───私たちが生物を学ぶにあたって心にとめておいた方がいいことは?
たとえば、細胞を理解しようとするとき、細胞質があって、ゴルジ体があって、核の中にDNAが入っていてというように、細胞の構造を個別に知っても、細胞のことをほんとうに知ることにはならない。細胞は3次元的で、生きていて、複雑な形をして、ゆらゆらしていて、絶えず形を変えているんだ、ということを覚えておいてほしいな。
───教科書を丸暗記がイヤだからと、生物を毛嫌いしていてはもったいないってことですね。
そう。しなやかでダイナミックな生き物の元気さを体で感じないと、生命活動をきちんと理解できない。子ども時代、東京の世田谷に住んでいたんですが、近くに都立園芸高校というのがあって、広大なキャンパスに大きな池や花畑とかがあって、そこでヤゴをとったり、家でカマキリを飼ったり、生き物と遊んでいました。そうした体験がきわめて大切だと思います。

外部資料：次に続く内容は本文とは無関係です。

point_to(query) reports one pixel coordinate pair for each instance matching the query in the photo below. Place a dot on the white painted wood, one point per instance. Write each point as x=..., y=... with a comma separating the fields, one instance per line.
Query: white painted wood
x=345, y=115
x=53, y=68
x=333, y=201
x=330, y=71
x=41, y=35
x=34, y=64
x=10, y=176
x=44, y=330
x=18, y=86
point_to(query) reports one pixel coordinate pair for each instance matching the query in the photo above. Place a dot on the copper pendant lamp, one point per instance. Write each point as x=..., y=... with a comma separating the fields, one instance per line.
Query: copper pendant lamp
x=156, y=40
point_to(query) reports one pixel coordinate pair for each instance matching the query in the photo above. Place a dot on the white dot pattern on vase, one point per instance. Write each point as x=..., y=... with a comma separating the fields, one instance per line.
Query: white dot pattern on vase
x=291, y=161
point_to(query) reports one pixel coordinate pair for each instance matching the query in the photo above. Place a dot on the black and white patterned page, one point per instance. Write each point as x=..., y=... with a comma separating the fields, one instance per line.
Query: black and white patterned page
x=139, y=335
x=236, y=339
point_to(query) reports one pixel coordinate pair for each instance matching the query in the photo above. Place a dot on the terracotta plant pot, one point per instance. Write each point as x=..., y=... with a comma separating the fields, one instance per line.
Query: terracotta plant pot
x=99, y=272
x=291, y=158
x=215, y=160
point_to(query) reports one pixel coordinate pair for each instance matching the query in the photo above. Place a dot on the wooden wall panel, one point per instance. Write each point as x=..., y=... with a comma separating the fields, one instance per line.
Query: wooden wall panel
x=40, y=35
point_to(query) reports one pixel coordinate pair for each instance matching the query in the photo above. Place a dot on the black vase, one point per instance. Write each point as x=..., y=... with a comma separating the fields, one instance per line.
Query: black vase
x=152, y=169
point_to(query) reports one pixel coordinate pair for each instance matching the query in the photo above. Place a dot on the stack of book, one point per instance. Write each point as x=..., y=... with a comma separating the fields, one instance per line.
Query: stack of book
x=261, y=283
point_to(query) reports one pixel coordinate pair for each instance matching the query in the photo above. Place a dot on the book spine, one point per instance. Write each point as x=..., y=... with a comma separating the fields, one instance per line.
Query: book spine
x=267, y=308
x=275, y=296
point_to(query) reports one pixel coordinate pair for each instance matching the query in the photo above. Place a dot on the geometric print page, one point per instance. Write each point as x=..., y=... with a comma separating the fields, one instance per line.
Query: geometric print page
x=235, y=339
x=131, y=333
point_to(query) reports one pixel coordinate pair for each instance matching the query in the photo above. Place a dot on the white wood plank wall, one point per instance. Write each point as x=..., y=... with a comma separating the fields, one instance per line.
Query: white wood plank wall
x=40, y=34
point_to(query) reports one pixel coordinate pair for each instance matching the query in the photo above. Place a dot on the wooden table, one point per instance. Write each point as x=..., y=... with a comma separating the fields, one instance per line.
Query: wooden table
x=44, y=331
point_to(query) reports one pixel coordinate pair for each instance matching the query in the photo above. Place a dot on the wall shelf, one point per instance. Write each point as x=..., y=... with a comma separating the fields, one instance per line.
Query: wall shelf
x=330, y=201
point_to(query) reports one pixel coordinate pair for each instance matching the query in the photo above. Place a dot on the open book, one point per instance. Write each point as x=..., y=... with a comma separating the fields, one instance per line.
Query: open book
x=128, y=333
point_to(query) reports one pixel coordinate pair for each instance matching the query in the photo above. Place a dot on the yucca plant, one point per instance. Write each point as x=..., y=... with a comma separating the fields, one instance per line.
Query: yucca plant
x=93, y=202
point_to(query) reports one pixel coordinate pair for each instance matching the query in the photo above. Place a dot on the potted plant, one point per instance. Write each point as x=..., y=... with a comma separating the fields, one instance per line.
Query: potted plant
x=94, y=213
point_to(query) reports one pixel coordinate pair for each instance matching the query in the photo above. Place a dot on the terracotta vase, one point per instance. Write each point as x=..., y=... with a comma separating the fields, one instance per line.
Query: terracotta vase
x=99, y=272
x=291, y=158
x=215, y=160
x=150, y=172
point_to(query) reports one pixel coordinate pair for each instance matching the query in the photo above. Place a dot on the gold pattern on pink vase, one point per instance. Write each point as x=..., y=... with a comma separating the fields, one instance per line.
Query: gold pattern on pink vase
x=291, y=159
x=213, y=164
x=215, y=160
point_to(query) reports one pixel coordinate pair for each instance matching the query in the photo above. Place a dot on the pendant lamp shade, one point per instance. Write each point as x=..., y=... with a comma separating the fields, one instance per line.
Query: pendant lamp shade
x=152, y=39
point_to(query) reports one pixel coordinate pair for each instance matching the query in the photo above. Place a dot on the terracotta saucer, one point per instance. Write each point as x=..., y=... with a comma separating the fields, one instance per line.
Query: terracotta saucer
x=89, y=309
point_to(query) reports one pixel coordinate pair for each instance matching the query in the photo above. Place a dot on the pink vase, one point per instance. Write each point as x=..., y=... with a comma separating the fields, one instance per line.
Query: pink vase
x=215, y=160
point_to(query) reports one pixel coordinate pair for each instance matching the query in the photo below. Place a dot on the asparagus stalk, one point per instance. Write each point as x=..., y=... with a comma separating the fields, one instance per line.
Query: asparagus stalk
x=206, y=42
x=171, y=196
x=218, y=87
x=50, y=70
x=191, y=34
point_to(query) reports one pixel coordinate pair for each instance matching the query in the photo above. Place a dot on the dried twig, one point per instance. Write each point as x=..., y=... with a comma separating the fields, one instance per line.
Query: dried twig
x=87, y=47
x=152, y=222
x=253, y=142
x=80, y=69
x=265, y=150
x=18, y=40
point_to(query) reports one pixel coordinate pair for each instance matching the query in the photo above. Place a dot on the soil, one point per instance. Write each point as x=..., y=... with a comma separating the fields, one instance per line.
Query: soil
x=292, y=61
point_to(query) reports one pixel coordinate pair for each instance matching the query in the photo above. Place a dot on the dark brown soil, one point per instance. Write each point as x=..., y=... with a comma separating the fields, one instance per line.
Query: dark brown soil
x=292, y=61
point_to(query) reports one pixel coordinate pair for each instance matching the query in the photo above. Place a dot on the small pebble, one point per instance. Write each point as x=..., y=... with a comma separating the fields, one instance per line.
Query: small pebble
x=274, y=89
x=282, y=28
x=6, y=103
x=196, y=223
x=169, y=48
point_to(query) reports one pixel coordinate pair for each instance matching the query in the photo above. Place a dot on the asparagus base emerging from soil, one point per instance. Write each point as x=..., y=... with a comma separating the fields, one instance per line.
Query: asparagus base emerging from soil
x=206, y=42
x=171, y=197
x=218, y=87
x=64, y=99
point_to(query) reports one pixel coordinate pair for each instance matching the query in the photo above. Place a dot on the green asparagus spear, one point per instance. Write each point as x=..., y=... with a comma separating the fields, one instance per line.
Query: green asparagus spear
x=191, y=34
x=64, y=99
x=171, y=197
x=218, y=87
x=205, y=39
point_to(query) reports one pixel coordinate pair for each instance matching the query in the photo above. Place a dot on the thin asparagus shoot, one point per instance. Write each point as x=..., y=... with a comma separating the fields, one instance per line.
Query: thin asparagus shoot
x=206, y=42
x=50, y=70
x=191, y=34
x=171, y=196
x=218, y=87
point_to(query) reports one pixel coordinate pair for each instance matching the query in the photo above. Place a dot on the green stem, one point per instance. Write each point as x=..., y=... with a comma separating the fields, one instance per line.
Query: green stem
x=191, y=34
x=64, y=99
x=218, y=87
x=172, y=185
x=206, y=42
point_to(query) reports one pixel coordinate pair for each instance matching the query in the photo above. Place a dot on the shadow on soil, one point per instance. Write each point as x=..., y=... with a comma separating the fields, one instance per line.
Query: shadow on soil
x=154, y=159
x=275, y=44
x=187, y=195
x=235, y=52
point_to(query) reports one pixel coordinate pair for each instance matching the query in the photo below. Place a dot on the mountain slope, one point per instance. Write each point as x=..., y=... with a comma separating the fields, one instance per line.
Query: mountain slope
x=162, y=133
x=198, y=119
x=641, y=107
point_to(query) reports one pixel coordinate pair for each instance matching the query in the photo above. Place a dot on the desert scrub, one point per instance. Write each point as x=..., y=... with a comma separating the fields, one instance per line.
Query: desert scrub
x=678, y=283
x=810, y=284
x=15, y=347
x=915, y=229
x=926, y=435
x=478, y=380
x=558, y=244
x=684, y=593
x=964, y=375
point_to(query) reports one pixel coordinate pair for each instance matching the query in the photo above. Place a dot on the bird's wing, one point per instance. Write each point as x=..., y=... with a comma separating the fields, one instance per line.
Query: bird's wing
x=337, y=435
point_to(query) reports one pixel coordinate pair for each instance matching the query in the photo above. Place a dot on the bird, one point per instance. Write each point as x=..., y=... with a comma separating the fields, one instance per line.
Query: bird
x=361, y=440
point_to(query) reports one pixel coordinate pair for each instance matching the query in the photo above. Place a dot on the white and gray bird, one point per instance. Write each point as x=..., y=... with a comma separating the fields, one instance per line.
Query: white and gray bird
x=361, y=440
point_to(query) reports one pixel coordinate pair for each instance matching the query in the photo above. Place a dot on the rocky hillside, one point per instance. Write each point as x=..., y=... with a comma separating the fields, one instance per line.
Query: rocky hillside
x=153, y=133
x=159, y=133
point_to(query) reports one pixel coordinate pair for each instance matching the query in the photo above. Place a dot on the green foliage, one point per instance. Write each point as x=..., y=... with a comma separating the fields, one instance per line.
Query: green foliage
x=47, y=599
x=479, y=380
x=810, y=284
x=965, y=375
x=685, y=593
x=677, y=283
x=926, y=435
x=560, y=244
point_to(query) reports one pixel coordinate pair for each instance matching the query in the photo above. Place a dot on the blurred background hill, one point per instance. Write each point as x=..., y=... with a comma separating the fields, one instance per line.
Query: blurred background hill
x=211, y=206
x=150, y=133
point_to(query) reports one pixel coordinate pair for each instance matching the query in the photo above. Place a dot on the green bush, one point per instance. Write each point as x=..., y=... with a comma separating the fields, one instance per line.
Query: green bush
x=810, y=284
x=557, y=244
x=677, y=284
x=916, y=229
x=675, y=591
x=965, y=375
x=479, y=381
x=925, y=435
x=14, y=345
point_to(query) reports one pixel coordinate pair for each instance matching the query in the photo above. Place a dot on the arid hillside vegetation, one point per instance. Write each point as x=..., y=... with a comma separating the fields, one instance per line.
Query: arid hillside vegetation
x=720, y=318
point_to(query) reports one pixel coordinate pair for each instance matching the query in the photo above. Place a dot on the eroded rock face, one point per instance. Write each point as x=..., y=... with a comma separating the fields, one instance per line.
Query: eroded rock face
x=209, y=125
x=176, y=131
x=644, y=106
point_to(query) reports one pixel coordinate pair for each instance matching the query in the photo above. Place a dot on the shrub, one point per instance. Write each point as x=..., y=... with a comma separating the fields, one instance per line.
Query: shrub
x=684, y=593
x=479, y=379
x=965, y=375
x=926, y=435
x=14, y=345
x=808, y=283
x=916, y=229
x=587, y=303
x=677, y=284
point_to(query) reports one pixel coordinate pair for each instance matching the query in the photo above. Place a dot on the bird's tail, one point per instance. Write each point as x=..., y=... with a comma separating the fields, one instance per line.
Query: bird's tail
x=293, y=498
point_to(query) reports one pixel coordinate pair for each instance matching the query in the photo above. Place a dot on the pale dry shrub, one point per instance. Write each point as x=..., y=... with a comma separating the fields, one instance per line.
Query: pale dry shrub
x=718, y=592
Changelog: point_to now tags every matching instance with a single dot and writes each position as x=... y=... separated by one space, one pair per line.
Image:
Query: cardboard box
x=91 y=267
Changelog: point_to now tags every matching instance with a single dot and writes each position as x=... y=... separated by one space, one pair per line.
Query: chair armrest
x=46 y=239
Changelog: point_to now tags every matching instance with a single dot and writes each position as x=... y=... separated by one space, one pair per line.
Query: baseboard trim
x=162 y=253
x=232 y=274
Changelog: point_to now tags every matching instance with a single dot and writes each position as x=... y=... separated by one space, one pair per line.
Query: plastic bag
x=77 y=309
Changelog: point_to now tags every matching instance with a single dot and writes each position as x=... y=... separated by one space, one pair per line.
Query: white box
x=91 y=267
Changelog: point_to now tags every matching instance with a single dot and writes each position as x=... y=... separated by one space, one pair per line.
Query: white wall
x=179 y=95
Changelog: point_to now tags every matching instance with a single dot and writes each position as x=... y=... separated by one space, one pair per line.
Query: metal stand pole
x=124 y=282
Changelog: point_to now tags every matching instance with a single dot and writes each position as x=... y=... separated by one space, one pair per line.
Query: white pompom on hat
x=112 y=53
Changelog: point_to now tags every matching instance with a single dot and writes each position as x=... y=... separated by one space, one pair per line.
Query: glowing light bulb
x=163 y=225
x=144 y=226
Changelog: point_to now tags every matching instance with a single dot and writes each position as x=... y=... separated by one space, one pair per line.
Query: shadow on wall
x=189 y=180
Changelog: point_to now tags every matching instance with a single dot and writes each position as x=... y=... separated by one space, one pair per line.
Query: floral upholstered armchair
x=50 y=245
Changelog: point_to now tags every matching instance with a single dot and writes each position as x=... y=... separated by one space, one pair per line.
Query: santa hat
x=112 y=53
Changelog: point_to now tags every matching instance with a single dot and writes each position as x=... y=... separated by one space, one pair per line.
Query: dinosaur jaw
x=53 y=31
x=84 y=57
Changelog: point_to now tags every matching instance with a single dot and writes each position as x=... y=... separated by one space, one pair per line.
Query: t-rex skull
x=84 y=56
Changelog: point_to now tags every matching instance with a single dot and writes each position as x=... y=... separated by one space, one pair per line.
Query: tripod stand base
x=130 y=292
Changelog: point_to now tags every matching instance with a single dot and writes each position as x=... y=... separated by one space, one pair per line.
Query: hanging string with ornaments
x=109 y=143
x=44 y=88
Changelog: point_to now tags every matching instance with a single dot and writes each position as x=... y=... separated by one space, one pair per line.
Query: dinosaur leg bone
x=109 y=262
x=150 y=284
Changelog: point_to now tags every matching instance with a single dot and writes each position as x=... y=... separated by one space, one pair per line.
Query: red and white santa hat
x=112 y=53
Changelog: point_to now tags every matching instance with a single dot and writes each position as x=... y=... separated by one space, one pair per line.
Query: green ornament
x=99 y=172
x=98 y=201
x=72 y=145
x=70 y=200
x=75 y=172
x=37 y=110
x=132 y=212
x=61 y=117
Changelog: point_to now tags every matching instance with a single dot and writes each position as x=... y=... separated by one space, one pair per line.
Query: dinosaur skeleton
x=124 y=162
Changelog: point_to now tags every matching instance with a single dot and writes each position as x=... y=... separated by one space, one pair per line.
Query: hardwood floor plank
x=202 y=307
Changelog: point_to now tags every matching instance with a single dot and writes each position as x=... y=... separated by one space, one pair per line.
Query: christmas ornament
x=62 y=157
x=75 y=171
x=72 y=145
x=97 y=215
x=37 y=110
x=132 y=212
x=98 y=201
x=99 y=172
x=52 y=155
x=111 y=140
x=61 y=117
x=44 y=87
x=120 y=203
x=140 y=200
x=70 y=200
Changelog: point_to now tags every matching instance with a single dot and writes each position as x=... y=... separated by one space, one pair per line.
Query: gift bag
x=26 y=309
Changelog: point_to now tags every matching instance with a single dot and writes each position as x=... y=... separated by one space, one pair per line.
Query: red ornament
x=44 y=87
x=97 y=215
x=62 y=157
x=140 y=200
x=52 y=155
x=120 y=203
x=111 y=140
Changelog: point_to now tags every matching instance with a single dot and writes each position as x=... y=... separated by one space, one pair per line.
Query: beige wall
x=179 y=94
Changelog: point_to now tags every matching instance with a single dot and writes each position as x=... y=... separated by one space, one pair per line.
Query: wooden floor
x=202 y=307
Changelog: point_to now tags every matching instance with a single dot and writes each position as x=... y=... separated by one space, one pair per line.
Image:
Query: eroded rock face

───将来、生命科学系の研究をしてみたいのですが、アドバイスをお願いします。
こんなこと言っちゃっていいのかなあ(笑)。
生命科学者だけでなく、科学者として研究活動を続けるということは、たいへんな覚悟がいるということをまず知っておいてほしいね。「世の中、苦あり楽あり」っていうけれど、研究者って「苦あり、苦あり」って感じです(笑)。
大学院とか卒業研究で一緒に仕事をしている学生さんが「先生、自分の思っているような実験結果が出ません」なんて、泣きごとをいってくる。冗談じゃない、そんなに簡単に正解は出ませんよ。大学では本来、問題はあるけれども答えは見つかっていないことを研究し、解こうとするのだから。
小中学生、高校生の諸君の問題集には、解答が後ろのページに出ているでしょう。で、問題を見てすぐに解答を導き出して正解かどうかで一喜一憂しますけど、そんなふうにちゃんと正解があるとは限らない。そうした努力を積み重ねても必ずしも成功するとは限らないのが研究者の世界なんだよ。
ただ、たとえば、実験して自分が思うような結果が出ないとき、ひとつは自分の実験手技が下手過ぎたという可能性も考えられるけれど、もうひとつには、もしかすると、思ってもみないようなノーベル賞級の大発見につながる現象をつかんでいるのかもしれない。たゆまずチャレンジできるか、ってことだね。
───これからの展望を教えてください。
いまは研究室ももっているし、生命科学の研究を続けていきますが、65歳で定年になったら、また哲学の研究をしたいと思っています。